WordPress with plugin-generated markup produces the opposite: nested divs instead of semantic elements, plugin-injected scripts that break focus management, dynamically loaded content that screen readers miss, and accessibility bolt-ons (plugins) rather than built-in semantics. The framework doesn't prevent accessibility — many WordPress sites are accessible through deliberate effort — but the default output is less accessible than modern framework defaults.

The Government Dimension

49% Drupal, 24% WordPress of detected
Government sites (.gov)
Source: WebPulse Common Crawl scan, 12,467 .gov detections.
4,600+ federal lawsuits filed in 2023
ADA/Section 508 lawsuits
Source: UsableNet ADA Digital Accessibility Lawsuit data. Filings continue to accelerate.

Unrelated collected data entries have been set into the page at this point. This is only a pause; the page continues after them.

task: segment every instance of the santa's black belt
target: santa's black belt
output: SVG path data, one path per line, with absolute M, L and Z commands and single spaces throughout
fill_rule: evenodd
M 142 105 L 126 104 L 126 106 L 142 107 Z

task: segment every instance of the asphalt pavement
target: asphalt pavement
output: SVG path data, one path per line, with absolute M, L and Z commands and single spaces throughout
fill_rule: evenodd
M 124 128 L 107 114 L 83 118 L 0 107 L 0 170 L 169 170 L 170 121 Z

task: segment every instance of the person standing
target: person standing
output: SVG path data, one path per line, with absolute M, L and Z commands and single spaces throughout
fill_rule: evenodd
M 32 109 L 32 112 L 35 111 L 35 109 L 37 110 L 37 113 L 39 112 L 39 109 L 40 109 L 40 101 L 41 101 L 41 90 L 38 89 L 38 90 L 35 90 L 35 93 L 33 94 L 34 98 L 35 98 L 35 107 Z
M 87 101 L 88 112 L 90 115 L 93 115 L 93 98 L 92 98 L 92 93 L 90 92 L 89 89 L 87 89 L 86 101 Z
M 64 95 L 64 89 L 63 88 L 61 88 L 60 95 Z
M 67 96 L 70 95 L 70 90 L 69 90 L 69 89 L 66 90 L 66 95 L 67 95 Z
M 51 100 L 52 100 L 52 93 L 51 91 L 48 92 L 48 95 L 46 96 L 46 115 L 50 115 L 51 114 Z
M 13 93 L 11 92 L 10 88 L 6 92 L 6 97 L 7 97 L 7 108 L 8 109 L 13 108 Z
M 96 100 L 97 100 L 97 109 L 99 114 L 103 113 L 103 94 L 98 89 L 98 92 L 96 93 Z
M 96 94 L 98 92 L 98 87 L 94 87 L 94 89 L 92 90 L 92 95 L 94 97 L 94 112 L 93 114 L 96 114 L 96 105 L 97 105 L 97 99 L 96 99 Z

Government sites face ADA and Section 508 accessibility requirements. Our scan shows 49% of .gov runs Drupal and 24% runs WordPress — both legacy CMS platforms where accessibility depends on theme and plugin choices rather than framework architecture. Modern frameworks make accessible output easier to achieve by default. The government sector, which has the strictest accessibility mandates, runs on infrastructure that makes compliance hardest.

The Unmeasured Gap

Nobody has published a large-scale study correlating framework choice with accessibility compliance rates. The WebAIM Million reports aggregate errors but doesn't segment by framework. Our scan detects frameworks but doesn't test accessibility. The cross-reference doesn't exist yet — but when it does, we expect it to show what architecture already predicts: frameworks with semantic HTML defaults produce fewer accessibility violations than frameworks where semantics are optional. The accessibility case for modern frameworks is there. Nobody is measuring it.